Skip to content

dirname Command Cheat Sheet

dirname strips the last component from a file name, outputting the directory path. It is the counterpart to basename and is essential for shell scripting when handling file paths dynamically.


Synopsis

dirname [OPTION] NAME...

Basic Usage

Get Directory of a File Path

dirname /usr/bin/python3

Output:

/usr/bin

Handle Trailing Slashes

dirname ignores trailing slashes.

dirname /usr/bin/

Output:

/usr

No Slashing (Relative Path)

If the path contains no slashes, dirname outputs . (current directory).

dirname myfile.txt

Output:

.


Multiple Arguments

You can pass multiple paths at once.

dirname /home/user/docs/report.pdf /var/log/syslog

Output:

/home/user/docs
/var/log


Use in Shell Scripts

Get Script's Directory

A common pattern to ensure scripts work regardless of where they are called from.

#!/bin/bash

# Get the directory where the script is located
SCRIPT_DIR=$(dirname "$0")

# Access a config file in the same directory
source "$SCRIPT_DIR/config.conf"

echo "Running from: $SCRIPT_DIR"

If the script is a symlink, dirname alone might give the symlink's location, not the target's. Use readlink -f to resolve it first.

REAL_PATH=$(readlink -f "$0")
DIR=$(dirname "$REAL_PATH")

dirname vs basename

Command Input Output
dirname /home/user/file.txt /home/user
basename /home/user/file.txt file.txt

Combining Them

To get the parent directory name (e.g., just user from /home/user/file.txt):

basename $(dirname /home/user/file.txt)
# Output: user

Zero-Terminated Output (-z)

Use a NUL character instead of a newline separator. Useful for handling filenames with special characters (like newlines) when piping to xargs -0.

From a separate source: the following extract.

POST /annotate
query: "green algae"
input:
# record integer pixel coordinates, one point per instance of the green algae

dirname -z /path/to/file1 /path/to/file2 | xargs -0 ...

Practical Examples

Loop Through Files and Process Parent Directory

find /var/www -name "*.conf" | while read file; do
    dir=$(dirname "$file")
    echo "Processing config in $dir"
    # do something with $dir
done

Create Output Directory Before Copying

Ensure the destination directory exists before copying a file.

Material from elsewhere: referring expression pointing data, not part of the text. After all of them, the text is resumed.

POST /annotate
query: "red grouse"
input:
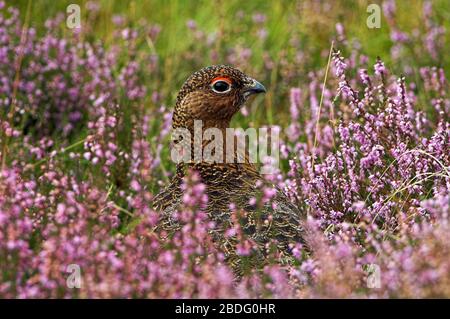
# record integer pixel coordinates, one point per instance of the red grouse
(213, 95)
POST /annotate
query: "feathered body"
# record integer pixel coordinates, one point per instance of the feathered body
(228, 183)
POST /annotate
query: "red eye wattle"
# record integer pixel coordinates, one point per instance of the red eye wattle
(221, 85)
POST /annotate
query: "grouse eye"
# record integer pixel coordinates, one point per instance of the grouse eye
(221, 85)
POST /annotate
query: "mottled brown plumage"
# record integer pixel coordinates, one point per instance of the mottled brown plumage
(228, 182)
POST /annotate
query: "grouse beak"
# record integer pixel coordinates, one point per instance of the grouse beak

dest="/backup/2026/02/14/data.tar.gz"
mkdir -p "$(dirname "$dest")" && cp data.tar.gz "$dest"

Exit Status

Code Meaning
0 Success
1 Error (rare, usually requires missing argument)

Notes

  • dirname is purely a string manipulator. It does not check if the directory actually exists.
  • It is POSIX standard, meaning it works reliably across Linux, macOS, BSD, and Unix systems.